KRISHNAN LAB eTE Molecular electrometry

Molecular electrometry

Matter in solution is in constant motion. Microscopic particles are constantly bombarded by the surrounding water molecules causing them to randomly walk through their environment. This motion occurs in the context of interactions with surrounding matter: short-range dispersion forces and long-range electrostatic forces to name a few. The main goal of this sphere of activity is to quantify the long-range electrostatic force simply by observing motion of molecules in an electrostatic free energy landscape. Such a landscape may be viewed as a two-dimensional manifold of uniform spatial free energy that is peppered with well-defined potential wells. As molecules diffuse through the landscape molecules they randomly fall into these energy minima and can then take a while to escape. We measure the confinement time of a molecule inside a “trap”, and use this measurement to determine the effective charge of the molecule which turns out to be a direct measure of the molecule’s interaction strength with an electrical potential. Because we measure the time for a molecule to escape a potential well and because of the exponential nature of Boltzmann statistics, we are able to measure the effective charge of a molecule with very high precision. We termed this technique escape-time electrometry (ETe).

The effective charge of a molecule in solution can provide us with a host of structural, chemical and conformational information. Measurement of the geometrical dimensions of nucleic acid helices, identification of protein post translational modifications (PTMs) and detection of molecular binding events are all ongoing experiments in the lab.
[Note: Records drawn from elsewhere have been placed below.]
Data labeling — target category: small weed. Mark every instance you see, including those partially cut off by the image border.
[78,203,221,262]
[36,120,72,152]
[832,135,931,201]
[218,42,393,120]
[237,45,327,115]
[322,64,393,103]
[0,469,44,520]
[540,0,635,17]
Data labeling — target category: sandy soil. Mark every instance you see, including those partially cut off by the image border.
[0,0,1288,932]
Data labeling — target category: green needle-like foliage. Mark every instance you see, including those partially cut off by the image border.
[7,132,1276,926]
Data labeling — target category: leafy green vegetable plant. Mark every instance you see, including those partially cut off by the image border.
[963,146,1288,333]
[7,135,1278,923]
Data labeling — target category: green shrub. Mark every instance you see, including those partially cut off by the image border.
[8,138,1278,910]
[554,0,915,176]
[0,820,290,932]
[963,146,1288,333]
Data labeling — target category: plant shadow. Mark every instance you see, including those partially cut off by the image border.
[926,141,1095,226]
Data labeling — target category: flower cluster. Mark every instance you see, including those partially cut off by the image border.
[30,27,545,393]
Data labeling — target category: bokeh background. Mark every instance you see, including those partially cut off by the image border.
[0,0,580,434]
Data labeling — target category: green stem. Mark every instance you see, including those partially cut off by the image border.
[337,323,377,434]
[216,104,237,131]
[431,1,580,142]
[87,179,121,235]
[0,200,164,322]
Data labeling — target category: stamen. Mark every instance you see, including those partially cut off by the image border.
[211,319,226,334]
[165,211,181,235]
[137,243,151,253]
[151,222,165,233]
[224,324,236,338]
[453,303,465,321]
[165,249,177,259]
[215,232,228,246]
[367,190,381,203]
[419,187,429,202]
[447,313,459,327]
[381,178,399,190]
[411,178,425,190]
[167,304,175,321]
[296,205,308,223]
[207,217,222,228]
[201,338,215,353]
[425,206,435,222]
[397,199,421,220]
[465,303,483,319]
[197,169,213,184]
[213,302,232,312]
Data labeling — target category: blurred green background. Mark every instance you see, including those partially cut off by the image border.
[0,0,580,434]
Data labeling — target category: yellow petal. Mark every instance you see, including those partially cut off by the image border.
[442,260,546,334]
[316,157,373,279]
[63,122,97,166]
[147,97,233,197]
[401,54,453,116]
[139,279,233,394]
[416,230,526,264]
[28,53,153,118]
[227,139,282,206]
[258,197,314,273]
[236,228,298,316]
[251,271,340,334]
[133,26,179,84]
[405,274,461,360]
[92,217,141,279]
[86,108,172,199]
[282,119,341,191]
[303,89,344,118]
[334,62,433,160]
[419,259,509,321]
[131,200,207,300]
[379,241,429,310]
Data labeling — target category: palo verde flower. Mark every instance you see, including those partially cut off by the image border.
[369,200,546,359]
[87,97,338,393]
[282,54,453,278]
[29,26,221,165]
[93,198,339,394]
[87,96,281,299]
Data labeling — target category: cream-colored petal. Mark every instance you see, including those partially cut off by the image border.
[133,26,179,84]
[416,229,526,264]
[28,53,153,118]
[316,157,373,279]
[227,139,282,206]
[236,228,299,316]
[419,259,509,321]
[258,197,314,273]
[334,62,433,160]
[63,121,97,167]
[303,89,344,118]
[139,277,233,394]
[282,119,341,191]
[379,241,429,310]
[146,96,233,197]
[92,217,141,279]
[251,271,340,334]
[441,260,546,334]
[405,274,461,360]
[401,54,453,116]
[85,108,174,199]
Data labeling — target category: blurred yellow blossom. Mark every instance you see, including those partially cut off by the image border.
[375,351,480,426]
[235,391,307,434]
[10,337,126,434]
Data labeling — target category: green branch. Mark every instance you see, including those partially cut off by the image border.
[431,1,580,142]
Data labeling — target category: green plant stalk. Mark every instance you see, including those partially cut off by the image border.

The single molecule precision of ETe also lends itself to generating charge spectra, where we aim to measure precisely the charge of each single molecule in a mixture with a view to quantifying molecular-state homogeneity inherent to heterogeneous biological samples at the ultimate (single molecule) sensitivity limit.

More fundamentally, ETe allows us to probe the nature of electrostatic interactions, and has been instrumental in revealing regimes where the standing theories of electrostatics are no longer valid, spurring new research into and enhancing our understanding of intermolecular and interparticle interactions in fluids.